Conversely, specialty pharmacies typically collect and report on several patient outcomes, including:

  • Time to prescription fill
  • Medication discontinuation rates and/or reasons
  • Side effects incidence
  • Adjunctive therapy needs
  • Laboratory results
  • Medication switch rates and/or reasons
  • Pain scores
  • Quality-of-life data
  • Remission rates
  • Response rates
  • Tumor progression rates.
Dispensing physicians would be wise to start to monitor and be ready to report on the same outcomes.

Clinical practices have the closest relationship with patients, and the most complete knowledge of their health and disease status.

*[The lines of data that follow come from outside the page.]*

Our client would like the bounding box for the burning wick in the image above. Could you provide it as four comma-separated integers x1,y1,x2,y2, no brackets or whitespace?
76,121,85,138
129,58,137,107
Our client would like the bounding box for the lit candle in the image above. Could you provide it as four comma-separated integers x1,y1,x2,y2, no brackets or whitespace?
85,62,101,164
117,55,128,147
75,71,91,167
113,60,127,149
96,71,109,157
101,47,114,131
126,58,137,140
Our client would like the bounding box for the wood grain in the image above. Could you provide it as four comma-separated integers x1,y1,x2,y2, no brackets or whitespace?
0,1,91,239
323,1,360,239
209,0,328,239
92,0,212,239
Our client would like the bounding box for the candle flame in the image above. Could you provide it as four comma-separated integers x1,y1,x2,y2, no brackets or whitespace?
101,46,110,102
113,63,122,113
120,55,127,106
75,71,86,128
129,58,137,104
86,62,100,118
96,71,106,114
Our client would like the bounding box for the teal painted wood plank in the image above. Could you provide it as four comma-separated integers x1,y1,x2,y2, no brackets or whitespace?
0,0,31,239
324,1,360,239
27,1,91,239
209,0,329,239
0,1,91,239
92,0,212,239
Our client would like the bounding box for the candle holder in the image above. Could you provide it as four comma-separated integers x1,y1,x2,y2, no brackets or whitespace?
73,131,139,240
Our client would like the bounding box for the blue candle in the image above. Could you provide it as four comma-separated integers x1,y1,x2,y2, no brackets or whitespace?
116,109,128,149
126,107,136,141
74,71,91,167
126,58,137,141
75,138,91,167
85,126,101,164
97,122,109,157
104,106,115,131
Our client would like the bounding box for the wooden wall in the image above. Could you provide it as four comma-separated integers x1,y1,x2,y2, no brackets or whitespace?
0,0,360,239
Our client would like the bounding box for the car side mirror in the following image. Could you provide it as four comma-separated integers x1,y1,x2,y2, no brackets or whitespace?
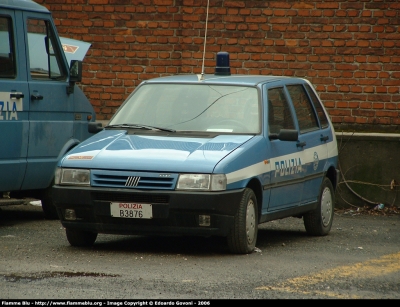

Oncology practices that leverage that relationship and monitor and report on the details of oral and in-office care will best be able to provide proof of the value and benefit of such a close relationship to payers. Leveraging their relationships with patients will also allow physician practices to address the inevitable future new challenges from PBMs that may affect the relationships between the patient and the physician.


  1. Hiltzik M. Soaring prescription prices cause a nasty divorce in the healthcare market. March 22, 2016. Los Angeles Times. Accessed November 14, 2016.
  2. Frier Levitt. Pharmacy benefit managers’ attack on physician dispensing and impact on patient care: case study of CVS Caremark’s efforts to restrict access to cancer care. White paper. August 2016. Accessed November 14, 2016.